Schutzstatus und rechtliche Hinweise
Phelsuma grandis wird im CITES-Anhang II und im Anhang B der einschlägigen EU-Artenschutzregelung geführt. In Deutschland muss die rechtmäßige Herkunft durch geeignete Unterlagen lückenlos nachgewiesen werden. Da die Art nicht zu den von der Anzeigepflicht ausgenommenen Arten gehört, sind Haltung sowie Zu- und Abgänge unverzüglich bei der nach Landesrecht zuständigen Behörde zu melden. Zuständigkeit, Fristen und gewünschte Formulare können regional unterschiedlich organisiert sein und sollten vor der Anschaffung erfragt werden. Herkunftsnachweise sind dauerhaft sorgfältig aufzubewahren.

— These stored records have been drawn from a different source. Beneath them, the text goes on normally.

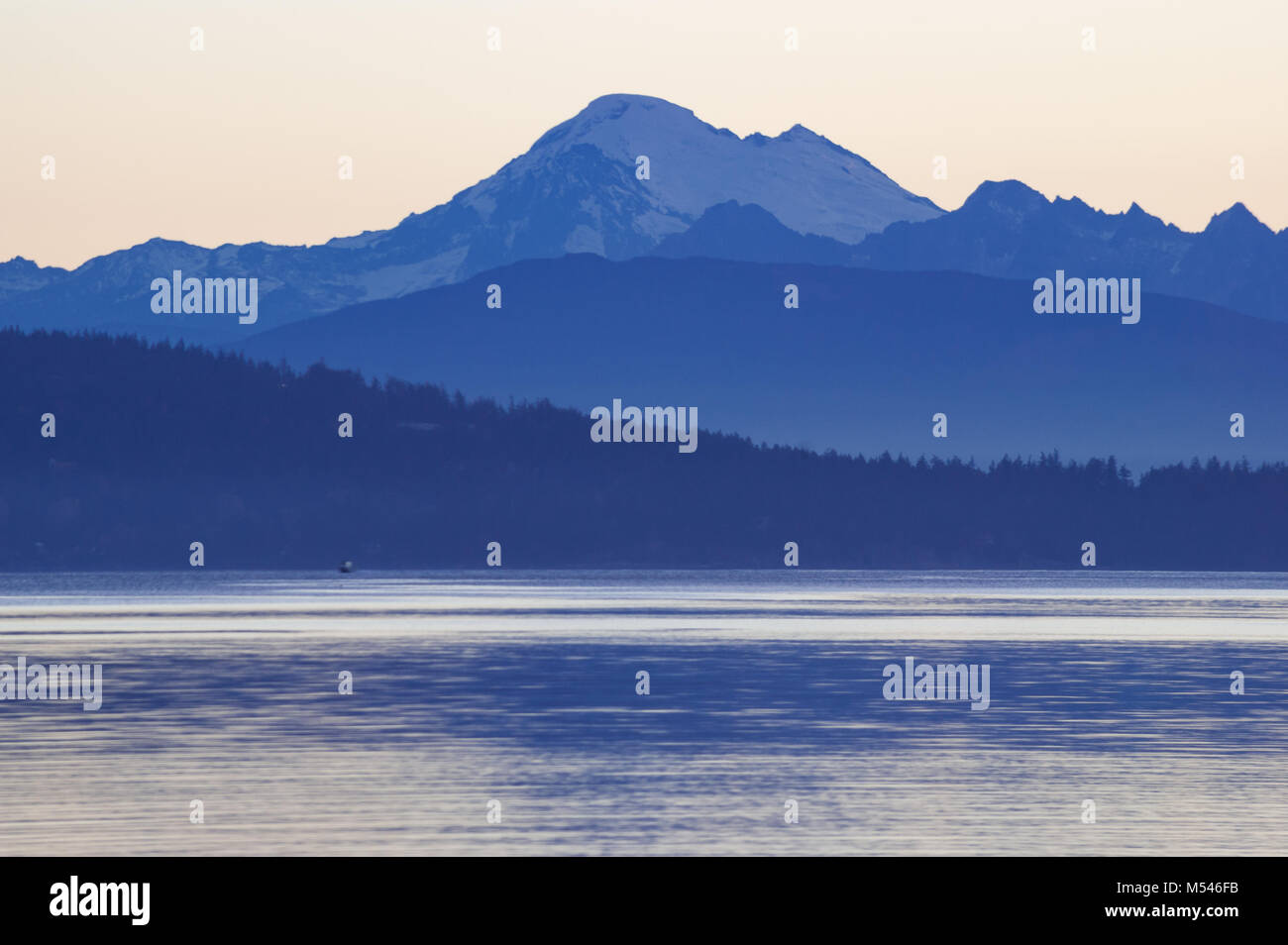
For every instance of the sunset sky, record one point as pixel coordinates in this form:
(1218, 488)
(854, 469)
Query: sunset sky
(240, 142)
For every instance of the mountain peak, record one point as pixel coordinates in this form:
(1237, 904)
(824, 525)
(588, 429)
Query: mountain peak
(655, 167)
(1236, 219)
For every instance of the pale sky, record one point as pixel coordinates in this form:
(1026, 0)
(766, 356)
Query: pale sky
(240, 142)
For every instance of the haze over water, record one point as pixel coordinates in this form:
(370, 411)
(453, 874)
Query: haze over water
(765, 686)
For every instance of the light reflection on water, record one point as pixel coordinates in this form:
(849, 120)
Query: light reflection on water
(765, 686)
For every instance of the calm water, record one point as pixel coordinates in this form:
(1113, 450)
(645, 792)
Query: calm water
(765, 686)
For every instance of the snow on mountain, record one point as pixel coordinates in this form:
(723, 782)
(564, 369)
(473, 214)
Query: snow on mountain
(575, 191)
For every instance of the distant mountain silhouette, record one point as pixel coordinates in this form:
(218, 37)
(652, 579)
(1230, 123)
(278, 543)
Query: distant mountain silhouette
(160, 447)
(861, 368)
(1012, 231)
(750, 233)
(575, 191)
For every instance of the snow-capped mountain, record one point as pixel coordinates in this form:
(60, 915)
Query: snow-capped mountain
(578, 189)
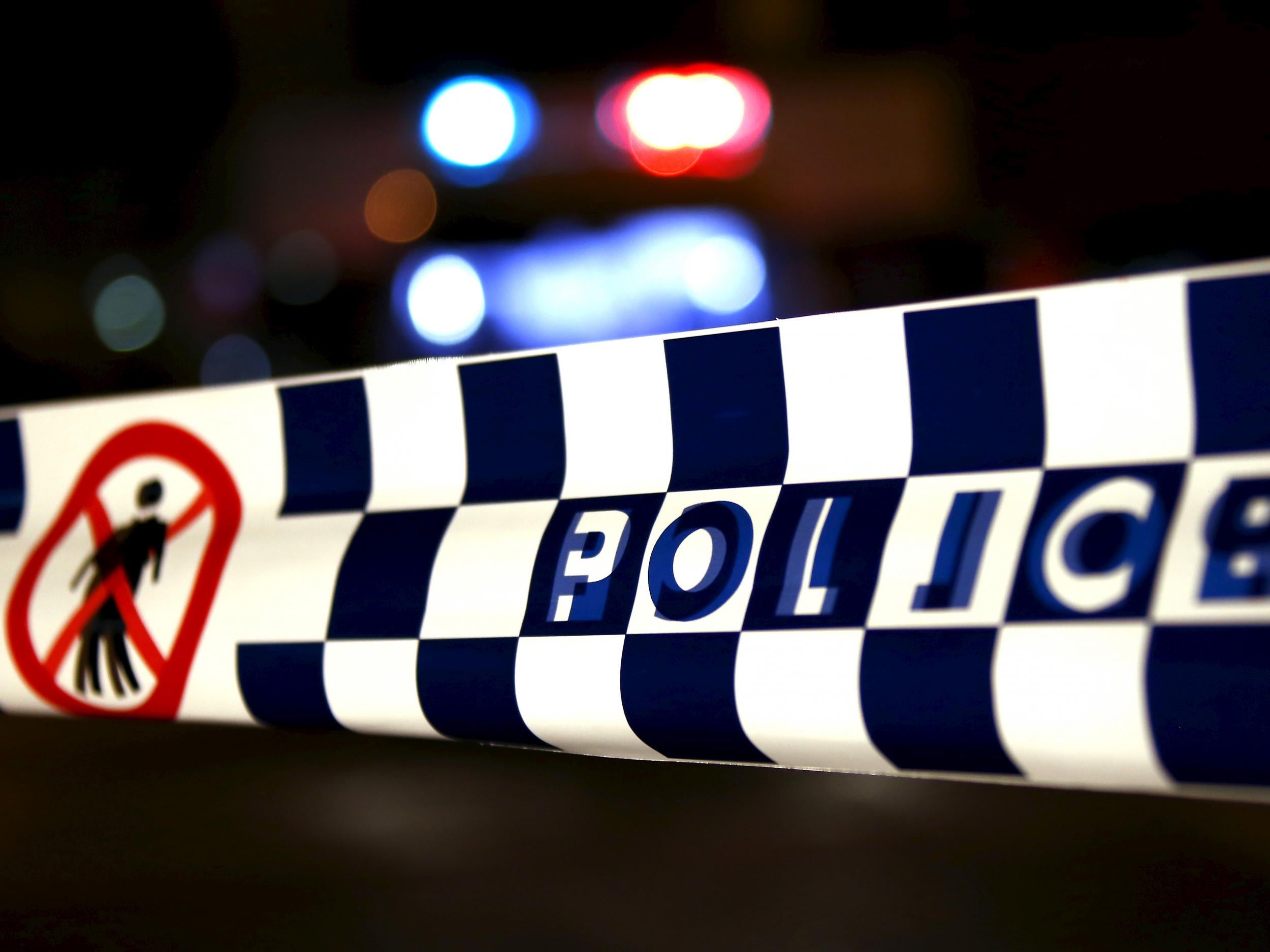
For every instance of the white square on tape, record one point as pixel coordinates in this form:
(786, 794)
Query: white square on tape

Risiken und sicherer Umgang
Taggeckos besitzen eine ausgesprochen empfindliche Haut, die bei festem Zug oder Greifen verletzt werden kann. Auch der Schwanz kann bei Bedrängung abgeworfen werden. Das Tier wird deshalb nicht gepackt, sondern für unvermeidbare Umsetzungen möglichst in einen transparenten Behälter gelenkt. Arbeiten im Terrarium sollten ruhig und bei geschlossenen Raumtüren erfolgen, da der Gecko sehr schnell springt und selbst kleine Fluchtwege nutzt. Wärmestrahler müssen gegen direkten Kontakt gesichert sein. Eine gute Handhygiene vor und nach Terrarienarbeiten ist selbstverständlich.
Nice-to-Know
Seine Haftlamellen erlauben dem Großen Madagaskar-Taggecko das sichere Laufen an Glas, glatten Blättern und senkrechten Stämmen. Trotzdem braucht er echte Äste und Pflanzen: Eine Scheibe ersetzt weder Bewegung noch Deckung. Die leuchtend grüne Grundfarbe kann sich bei Stress, Kälte oder ungünstiger Stimmung deutlich verdunkeln. Auch leise Rufe und Klicklaute gehören zum Verhaltensrepertoire. Als Beobachtungstier zeigt die Art besonders in einem hellen, reich strukturierten Terrarium ein vielseitiges Sonnen-, Jagd- und Kletterverhalten.